47. Make The World Go Away- Eddy Arnold
"Make The World Go Away" was written by Country Music Hall of Fame member Hank Cochran in 1963. Ray Price recorded it and had success with it. However, when Eddy Arnold got hold of it, the song reached soaring new heights. It hit number one on the country charts, number one on the adult contemporary charts, and number six on the pop charts. The song helped usher in a new era in country music known as the Nashville Sound. The heavy, orchestrated productions of this song that made it a hit was copied and replicated for many years on the country music scene.
46. San Antonio Rose- Bob Wills & The Texas Playboys
One of the pioneers of western swing and traditional country music, Bob Wills, recorded this song with his band, The Texas Playboys, in 1938. Bob Wills is royalty in Texas to this day, and this song is staple in the Lone Star State. Always an innovator when it came to music, Bob Wills performed this song on the stage of the Grand Ole Opry with drums and a full horn section, one of the first to test the Opry in such a way.

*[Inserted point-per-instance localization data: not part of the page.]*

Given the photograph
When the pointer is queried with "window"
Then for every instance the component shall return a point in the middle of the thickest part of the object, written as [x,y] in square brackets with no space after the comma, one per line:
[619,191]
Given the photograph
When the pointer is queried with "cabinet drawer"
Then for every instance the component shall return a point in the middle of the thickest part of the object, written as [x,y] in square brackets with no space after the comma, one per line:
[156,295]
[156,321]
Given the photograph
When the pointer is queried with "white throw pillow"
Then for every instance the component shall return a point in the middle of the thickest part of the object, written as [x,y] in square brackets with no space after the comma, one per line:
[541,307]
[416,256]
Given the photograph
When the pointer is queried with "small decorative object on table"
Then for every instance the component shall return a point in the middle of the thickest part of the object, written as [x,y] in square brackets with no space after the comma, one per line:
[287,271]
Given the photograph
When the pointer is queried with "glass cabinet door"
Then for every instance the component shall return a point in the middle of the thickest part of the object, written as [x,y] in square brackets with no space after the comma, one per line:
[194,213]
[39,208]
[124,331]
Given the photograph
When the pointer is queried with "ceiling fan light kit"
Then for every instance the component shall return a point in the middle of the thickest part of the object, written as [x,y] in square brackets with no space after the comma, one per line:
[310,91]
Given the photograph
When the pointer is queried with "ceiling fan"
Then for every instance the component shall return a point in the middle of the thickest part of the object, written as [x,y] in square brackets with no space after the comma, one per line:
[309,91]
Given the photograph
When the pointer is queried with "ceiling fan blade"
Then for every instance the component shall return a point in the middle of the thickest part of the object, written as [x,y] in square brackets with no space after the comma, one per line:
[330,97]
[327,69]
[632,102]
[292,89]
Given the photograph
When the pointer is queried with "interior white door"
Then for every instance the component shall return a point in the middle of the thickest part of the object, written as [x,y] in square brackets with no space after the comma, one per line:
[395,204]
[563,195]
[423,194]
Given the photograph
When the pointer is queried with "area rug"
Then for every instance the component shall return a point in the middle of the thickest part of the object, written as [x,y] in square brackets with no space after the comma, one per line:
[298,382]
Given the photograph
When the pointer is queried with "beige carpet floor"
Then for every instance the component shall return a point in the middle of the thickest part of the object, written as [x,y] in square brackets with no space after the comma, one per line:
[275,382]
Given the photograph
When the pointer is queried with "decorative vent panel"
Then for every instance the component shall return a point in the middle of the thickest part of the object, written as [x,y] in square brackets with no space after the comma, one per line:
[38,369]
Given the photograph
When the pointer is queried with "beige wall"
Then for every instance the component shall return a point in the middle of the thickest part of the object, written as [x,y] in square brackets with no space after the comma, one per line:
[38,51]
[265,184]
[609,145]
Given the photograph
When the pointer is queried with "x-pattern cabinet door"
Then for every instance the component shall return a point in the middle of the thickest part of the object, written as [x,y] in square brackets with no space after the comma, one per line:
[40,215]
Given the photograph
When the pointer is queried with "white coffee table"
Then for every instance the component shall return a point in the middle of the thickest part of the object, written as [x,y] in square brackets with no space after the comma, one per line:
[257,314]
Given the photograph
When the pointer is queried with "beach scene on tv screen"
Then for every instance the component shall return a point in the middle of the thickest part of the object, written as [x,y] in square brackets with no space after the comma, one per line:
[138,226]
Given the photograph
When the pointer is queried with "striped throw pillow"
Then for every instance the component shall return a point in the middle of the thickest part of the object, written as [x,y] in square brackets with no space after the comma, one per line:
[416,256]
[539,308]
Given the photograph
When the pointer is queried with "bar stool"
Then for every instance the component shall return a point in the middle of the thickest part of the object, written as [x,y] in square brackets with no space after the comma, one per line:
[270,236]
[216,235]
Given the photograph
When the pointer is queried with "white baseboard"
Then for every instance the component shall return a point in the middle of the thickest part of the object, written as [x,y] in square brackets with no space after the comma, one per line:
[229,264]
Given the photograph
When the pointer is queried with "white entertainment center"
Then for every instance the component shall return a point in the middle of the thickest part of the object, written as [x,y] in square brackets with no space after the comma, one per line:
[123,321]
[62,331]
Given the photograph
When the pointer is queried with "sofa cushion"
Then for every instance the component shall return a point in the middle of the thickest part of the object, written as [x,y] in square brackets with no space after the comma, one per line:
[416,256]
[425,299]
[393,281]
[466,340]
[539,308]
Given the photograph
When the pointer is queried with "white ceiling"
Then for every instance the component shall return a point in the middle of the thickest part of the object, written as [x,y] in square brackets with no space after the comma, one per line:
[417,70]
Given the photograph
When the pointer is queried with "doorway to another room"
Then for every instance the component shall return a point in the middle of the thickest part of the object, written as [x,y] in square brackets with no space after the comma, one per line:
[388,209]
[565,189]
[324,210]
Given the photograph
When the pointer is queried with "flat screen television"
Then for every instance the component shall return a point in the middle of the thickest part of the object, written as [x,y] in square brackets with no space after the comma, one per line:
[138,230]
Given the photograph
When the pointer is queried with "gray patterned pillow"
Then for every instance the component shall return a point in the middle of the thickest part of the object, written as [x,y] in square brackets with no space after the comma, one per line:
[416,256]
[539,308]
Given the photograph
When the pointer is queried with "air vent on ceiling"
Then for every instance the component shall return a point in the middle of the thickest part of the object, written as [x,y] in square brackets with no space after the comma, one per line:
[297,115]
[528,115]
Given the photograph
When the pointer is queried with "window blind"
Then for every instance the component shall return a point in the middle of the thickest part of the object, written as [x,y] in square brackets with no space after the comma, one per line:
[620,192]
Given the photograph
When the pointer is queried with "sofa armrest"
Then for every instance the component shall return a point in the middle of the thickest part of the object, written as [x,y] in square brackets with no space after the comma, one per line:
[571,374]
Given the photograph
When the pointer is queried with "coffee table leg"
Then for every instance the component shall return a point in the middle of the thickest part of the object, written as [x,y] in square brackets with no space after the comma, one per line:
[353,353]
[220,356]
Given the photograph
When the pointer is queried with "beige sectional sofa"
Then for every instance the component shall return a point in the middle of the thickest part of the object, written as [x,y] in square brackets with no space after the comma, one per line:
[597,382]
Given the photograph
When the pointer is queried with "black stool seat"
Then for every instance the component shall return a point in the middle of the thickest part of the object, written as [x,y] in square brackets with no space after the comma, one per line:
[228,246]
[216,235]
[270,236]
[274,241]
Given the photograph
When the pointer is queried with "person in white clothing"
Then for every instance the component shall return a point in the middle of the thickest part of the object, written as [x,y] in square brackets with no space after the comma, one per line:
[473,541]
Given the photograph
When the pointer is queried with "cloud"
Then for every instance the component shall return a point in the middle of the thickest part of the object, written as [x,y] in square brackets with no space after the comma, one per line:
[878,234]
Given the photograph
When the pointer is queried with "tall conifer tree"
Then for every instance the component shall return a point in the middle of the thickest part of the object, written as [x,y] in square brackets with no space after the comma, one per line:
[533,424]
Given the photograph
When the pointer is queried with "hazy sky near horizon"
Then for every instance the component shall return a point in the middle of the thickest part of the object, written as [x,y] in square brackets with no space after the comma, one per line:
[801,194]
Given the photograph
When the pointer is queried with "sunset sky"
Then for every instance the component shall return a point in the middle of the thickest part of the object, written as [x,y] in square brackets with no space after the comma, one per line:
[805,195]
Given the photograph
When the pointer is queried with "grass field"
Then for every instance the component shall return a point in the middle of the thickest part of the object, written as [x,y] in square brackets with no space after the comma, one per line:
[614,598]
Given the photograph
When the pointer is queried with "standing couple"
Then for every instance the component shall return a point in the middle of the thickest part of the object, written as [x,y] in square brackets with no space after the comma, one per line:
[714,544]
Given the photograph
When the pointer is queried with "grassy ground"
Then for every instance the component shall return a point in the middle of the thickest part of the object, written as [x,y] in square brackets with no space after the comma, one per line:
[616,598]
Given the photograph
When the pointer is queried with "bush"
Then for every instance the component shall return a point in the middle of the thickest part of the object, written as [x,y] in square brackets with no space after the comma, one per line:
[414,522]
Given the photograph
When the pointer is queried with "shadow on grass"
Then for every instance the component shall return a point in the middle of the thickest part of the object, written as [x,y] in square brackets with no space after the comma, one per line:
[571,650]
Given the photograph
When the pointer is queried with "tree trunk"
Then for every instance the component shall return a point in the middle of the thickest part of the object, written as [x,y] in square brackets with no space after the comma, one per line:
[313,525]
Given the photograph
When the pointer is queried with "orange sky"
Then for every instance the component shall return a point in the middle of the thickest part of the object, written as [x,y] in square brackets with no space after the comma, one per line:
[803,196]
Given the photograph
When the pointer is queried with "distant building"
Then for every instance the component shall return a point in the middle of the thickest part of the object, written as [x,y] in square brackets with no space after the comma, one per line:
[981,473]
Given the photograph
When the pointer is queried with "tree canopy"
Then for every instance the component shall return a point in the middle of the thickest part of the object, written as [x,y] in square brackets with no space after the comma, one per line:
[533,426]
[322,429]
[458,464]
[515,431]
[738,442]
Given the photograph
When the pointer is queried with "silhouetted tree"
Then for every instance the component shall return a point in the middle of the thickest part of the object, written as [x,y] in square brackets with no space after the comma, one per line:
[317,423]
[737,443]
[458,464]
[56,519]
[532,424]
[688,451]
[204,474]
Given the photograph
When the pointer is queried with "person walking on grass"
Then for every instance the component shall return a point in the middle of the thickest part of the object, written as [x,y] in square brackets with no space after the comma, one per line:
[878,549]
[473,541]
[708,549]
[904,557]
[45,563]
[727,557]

45. Go Rest High On That Mountain- Vince Gill
When the great Keith Whitley passed away in 1989, Vince Gill began writing this song. He finally finished and recorded it following the death of his brother a few years later. "Go Rest High On That Mountain" is one of the most poignant and touching songs in country music history. Despite only peaking at number 14 on the country charts, the song won the CMA Song of the Year in 1996 and also snagged a few Grammy awards as well.
44. For The Good Times- Ray Price
"For The Good Times" was Ray Price's biggest hit, reaching number one on the country charts and number eleven on the pop charts. The song featured the stringed accompaniment of the Nashville Sound and a stirring vocal performance by Ray. The song was written by the legendary Kris Kristofferson, and won an ACM award for Song of the Year in 1970.
43. In Color- Jamey Johnson
Jamey Johnson, James Otto, and Lee Thomas Miller wrote this ballad for Jamey's critically acclaimed 2008 album That Lonesome Song. The song is a masterful journey through old photographs and memories. The song won the CMA and ACM awards for Song of The Year, and re-sparked an interest in traditional country music in the late 2000's.
42. I'm So Lonesome I Could Cry- Hank Williams
What makes "I'm So Lonesome I Could Cry" so great isn't the thoughtful poetry of the song, or the dark, plodding melody. What makes this song so intriguing is the honesty of it. As you will see many times on the countdown, Hank Williams lived every song he sang. He wrote this song to be a spoken word poem about his troubled relationship with his wife Audrey, and it turned into one of his most well-known songs and one of the best glimpses into the man behind the legend. This song was released in 1949, near the height of Hank William's storied career.
41. Okie From Muskogee- Merle Haggard
There are a lot of conflicting stories about this song. Some say it was meant to be a parody of conservative thinkers of the time. Other say it was meant to reflect what Merle thought his dad would say. Others believe it was truly Merle's beliefs. Either way, Merle Haggard and Roy Edward Burris wrote this song on Merle's bus while passing Musgokee, Oklahoma. According to Merle, he wrote it as a way to support the troops in spite of all the backlash they were getting from the hippie counter-culture.. The song was a huge smash hit in 1969, hitting number one on the country charts and winning the CMA award for Single Of The Year. Most importantly, the song further proved that Merle Haggard was the voice of the common man and could portray middle America's thoughts and problems to the public with poise and wit.